【甲府】堅守再建の立役者となった“109歳の3バック”

2015年07月24日 橋本啓(サッカーダイジェスト)

「熟練の業」に寄せられる絶大な信頼感。

昨季はリーグ戦2試合の出場に止まった津田(右)だが、経験に裏打ちされたプレーで堅守を支える。(C) Getty Images

  前節の湘南戦(○2-0)で、甲府の堅守を支える3バックには5試合ぶりに「ベテラン3人衆」が先発に名を連ねた。
 
 土屋(40歳)、山本(35歳)、津田(34歳)。甲府側のメディア、サポーターからすると決して珍しい光景ではなかったが、"トータル109歳"という事実に周囲が驚きを覚えても不思議はなく、湘南のそれ(遠藤、A・バイア、三竿/77歳)と比べても年齢差は歴然だった。
 
 空中戦や1対1の対応、背後へのカバーリング……。90分間、気力と体力が求められるポジションに30歳半ばから40歳の選手を並べるのは、普通に考えるとリスクが高い。
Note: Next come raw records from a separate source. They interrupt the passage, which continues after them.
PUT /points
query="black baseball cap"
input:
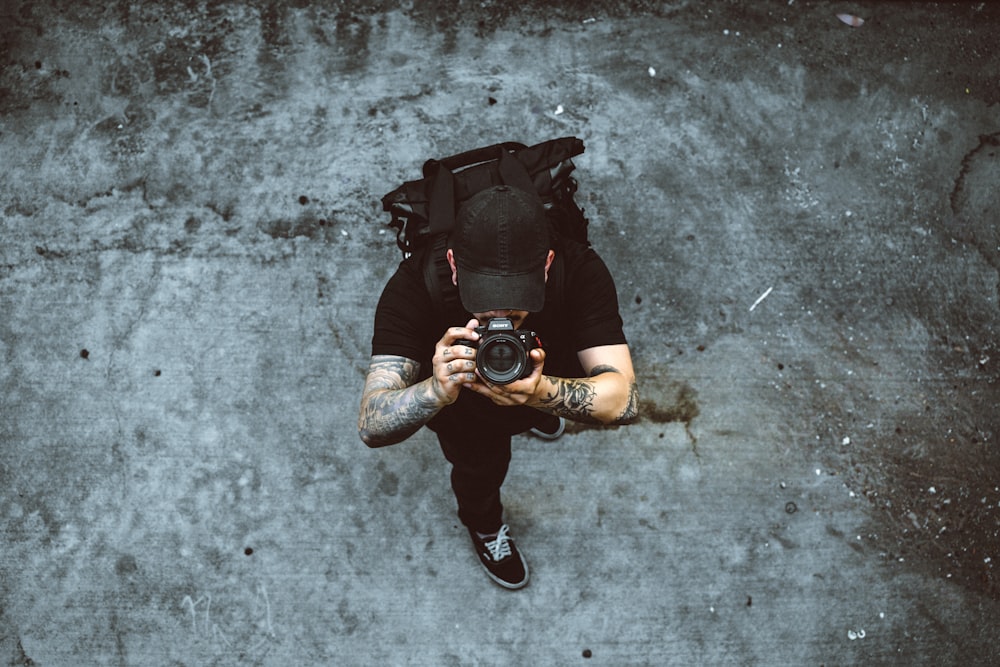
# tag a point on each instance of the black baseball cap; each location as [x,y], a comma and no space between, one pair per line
[501,242]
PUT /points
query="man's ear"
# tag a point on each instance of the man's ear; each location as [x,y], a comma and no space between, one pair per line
[454,267]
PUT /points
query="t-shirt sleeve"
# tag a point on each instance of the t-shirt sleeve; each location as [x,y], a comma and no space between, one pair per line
[592,301]
[401,317]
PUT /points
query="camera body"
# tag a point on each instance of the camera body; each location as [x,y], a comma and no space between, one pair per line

それでもあえて彼らを3バックの軸に据えているのは、ここぞの集中力や球際での闘志、スペースを的確にカバーするポジショニングの良さといった「熟練の業」に、佐久間監督が絶大な信頼を寄せているからだ。
 
 実際、この3人が先発出場した5試合(リーグ戦のみ)の失点数は、わずかに「1」(第1ステージ・15節の横浜戦[△1-1]で失点)。シーズン序盤は脆弱だった守備組織も、今季初めてこの3人が最終ラインを形成した5月16日の山形戦を境に、見違えるほど改善された。つまり、堅守再建を果たした背景には、彼らの存在があったと言えるのだ。
 
 守備の"堅さ"で応戦した前節の湘南戦でも、前半に左サイドのクロスから、後半序盤には藤田征に左サイドを突破され決定機を与えたが、「最後のところはやらせなかったので、失点するようなイメージはなかった」(津田)と言うように、要所を抑えて敵地での無失点勝利に貢献。「ボールを保持しながら隙を突いていこうとの狙いはあったが、最終ラインを崩せなかった」(永木)と敵に言わしめるなど、ベテランとはいえ、その実力は侮れない。
 
 常に怪我やコンディションへの不安は付きまとうが、たとえ1、2試合欠場しても、ピッチに立てばこれまでどおりのプレーで堅守を支える。そんな頼れる3人が、今後の戦いでも重要な存在になるのは間違いないだろう。